Si chiama promadic travel, nomadismo progressista: una forma di turismo sostenibile, che coinvolge sempre più giovani, tra i 20 e i 35 anni, nati dunque nella fase della globalizzazione turistica. E animati dal desiderio di salvare il Pianeta iniziando dal ripensare il viaggio. Come? “Combattendo il turismo eccessivo e il razzismo, contribuendo all’arricchimento e alla tutela dell’ambiente e delle comunità locali. E soprattutto iniziando dal chiedersi non dove viaggiare, ma perché”.
Dall’overtourism, il turismo di massa, al cosiddetto undertourism: “Scegliere gli itinerari meno battuti e più genuini e fare in modo che non perdano la loro identità”, spiega ancora Gabriele. Che ha dunque puntato forte sul Botswana: “È un Paese che amo e la sua fauna è spesso minacciata dai cambiamenti climatici in corso e dalla poca informazione su cosa fare per difenderla, anche nel nostro piccolo. Voglio iniziare questo percorso per fare la mia parte. Informando e guidando i viaggiatori alla scoperta di questa parte di mondo nel modo più corretto e sostenibile possibile”. Per questo Saluci si è così iscritto a questa sorta di “Università della Savana”, come ama chiamarla: il percorso dura da uno a tre anni (dipende dalla specializzazione richiesta), gli esami sono prove scritte e pratiche.

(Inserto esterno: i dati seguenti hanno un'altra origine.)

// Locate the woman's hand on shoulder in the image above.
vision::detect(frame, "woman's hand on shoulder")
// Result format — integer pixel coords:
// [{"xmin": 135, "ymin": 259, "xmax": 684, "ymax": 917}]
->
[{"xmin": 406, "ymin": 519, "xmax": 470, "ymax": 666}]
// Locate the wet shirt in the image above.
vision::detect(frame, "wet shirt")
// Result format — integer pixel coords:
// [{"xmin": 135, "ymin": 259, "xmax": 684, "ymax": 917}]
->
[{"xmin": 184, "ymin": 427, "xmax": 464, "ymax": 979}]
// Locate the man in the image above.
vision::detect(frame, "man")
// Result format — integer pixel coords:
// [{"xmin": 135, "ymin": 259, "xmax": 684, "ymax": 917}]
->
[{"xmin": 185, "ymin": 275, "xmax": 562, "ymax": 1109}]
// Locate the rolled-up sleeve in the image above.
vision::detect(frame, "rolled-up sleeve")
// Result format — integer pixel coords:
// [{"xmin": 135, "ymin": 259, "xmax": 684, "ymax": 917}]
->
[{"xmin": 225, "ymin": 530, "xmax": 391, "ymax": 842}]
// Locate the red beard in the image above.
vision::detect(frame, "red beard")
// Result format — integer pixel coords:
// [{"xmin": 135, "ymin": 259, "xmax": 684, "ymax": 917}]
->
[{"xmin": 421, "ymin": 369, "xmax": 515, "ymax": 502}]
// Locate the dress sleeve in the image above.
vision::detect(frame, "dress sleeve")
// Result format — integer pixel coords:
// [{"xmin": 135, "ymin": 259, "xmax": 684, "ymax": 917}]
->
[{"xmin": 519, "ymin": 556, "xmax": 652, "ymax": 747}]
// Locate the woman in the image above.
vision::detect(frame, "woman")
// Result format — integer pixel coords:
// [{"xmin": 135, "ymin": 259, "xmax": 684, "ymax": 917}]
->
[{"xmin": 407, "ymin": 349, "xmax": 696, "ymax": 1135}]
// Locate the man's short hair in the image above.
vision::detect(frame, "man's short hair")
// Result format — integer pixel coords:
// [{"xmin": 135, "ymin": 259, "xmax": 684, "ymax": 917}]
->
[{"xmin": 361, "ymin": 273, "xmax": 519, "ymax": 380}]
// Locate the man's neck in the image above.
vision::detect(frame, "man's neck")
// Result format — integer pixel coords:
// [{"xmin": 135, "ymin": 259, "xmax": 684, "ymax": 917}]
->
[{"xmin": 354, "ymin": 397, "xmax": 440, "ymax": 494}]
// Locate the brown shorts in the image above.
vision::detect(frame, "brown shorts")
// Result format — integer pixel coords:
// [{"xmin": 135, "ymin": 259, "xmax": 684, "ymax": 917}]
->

Per prepararsi al mattino si seguono lezioni in aula magna da rangers esperti: si parla di psicologia animale, veterinaria, astronomia e biologia. Al pomeriggio, si passa alla pratica: “Su Jeep 4×4 effettuiamo safari e test pratici di sopravvivenza per mettere in pratica quanto appreso. La notte poi, a turno, gli studenti fanno la guardia al campus per allontanare eventuali animali notturni curiosi, come iene e leoni”. Fila tutto liscio? “Prima di andare a dormire facciamo delle ronde intorno alle tende per individuare e allontanare gli animali. Con le torce, illuminiamo la savana e spesso nel buio totale il fascio di luce spuntano occhi in agguato. A seconda del colore del riflesso degli occhi, capiamo se si tratta di erbivori o predatori. I leoni, per far sentire la loro presenza e far capire il predominio sul territorio, iniziano a ruggire. Un ruggito lieve, ma che basta a spaventarti e a farti capire che non sei da solo, che non sei il solo. A quel punto non hai alternative: devi filare in tenda”.